Case in point: Kelly pointed to a buried 2024 story involving a woman’s allegations that Doug Emhoff, Vice President Kamala Harris’s husband, had assaulted her decades ago in a drunken rage—an accusation the media barely touched. That, Kelly argued, reveals everything about the asymmetry of outrage.

When asked if she still considers herself a journalist, Kelly didn’t hesitate. “Absolutely,” she said. But don’t expect her to march to the old beat of faux-objectivity.

“I break news all the time… and when I sit with Trump or anyone else, I ask tough questions.”
“Trump didn’t talk to me for six months after a tough interview. That’s how it should be.”

More than anything, Kelly argued that her transparency about bias is a strength—not a weakness.

“When I say ‘I’m voting for him and you should too,’ there’s no confusion. People know exactly where I stand.”

In her eyes, the real trust gap in journalism comes from outlets like The New York Times—where reporters claim objectivity while filtering the news through partisan editorial slants.

Kelly described the cultural chasm between herself and Garcia-Navarro as less about politics and more about media philosophy. Garcia-Navarro, she said, didn’t grasp how today’s digital-first personalities function.

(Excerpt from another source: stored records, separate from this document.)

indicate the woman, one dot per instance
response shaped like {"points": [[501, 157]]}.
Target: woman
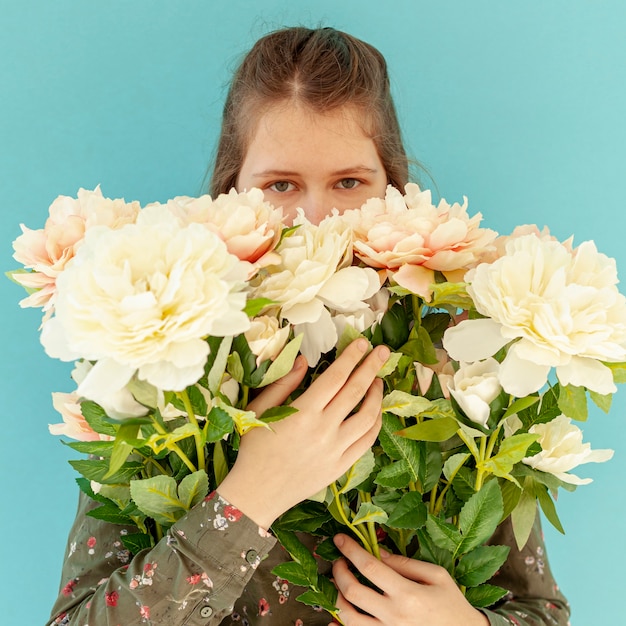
{"points": [[309, 119]]}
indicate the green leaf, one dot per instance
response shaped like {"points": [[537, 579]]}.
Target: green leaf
{"points": [[603, 402], [479, 565], [454, 464], [400, 448], [193, 488], [359, 472], [484, 595], [431, 430], [369, 512], [283, 363], [480, 516], [519, 405], [298, 552], [156, 497], [137, 542], [255, 305], [573, 402], [277, 413], [292, 572], [218, 424], [404, 404], [110, 513], [97, 469], [216, 373], [398, 475], [96, 417], [445, 536], [523, 517], [125, 440], [410, 513]]}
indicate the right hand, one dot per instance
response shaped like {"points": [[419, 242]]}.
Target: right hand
{"points": [[305, 452]]}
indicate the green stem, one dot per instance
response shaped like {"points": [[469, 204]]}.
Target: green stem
{"points": [[347, 522], [184, 396]]}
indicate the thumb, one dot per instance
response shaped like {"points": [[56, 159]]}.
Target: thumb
{"points": [[276, 393]]}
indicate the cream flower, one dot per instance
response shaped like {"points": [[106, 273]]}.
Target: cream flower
{"points": [[249, 225], [142, 299], [266, 338], [48, 250], [561, 307], [563, 450], [412, 238], [314, 276], [474, 386]]}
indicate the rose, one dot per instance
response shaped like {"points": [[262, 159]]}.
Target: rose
{"points": [[560, 307], [250, 226], [314, 277], [412, 238], [562, 450], [47, 251], [141, 300], [266, 338], [474, 386]]}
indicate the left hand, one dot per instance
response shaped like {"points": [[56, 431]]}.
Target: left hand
{"points": [[413, 592]]}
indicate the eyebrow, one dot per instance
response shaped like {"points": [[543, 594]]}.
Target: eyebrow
{"points": [[357, 169]]}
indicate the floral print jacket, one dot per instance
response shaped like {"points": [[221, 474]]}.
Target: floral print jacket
{"points": [[214, 567]]}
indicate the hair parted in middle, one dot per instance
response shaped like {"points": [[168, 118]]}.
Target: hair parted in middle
{"points": [[322, 69]]}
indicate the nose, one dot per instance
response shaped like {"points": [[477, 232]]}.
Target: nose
{"points": [[316, 205]]}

“We offer commentary, we offer opinions, and we also do journalism,” Kelly explained. “We exist in a new ecosphere where we have direct relationships with our audiences.”

And that’s a key distinction. While legacy institutions cling to crumbling credibility, new media voices like Kelly, Emily Jashinsky, and Eliana Johnson speak to audiences directly—with no editorial filter and no pretense.

As for her visit to the Times building?

“It was fun walking in… but everyone did a 180 as we walked by,” Kelly wrote.
“Let’s just say there was no tour of The New York Times. And honestly, why would she want to do that? It would give Lulu zero street cred walking through the newsroom with me.”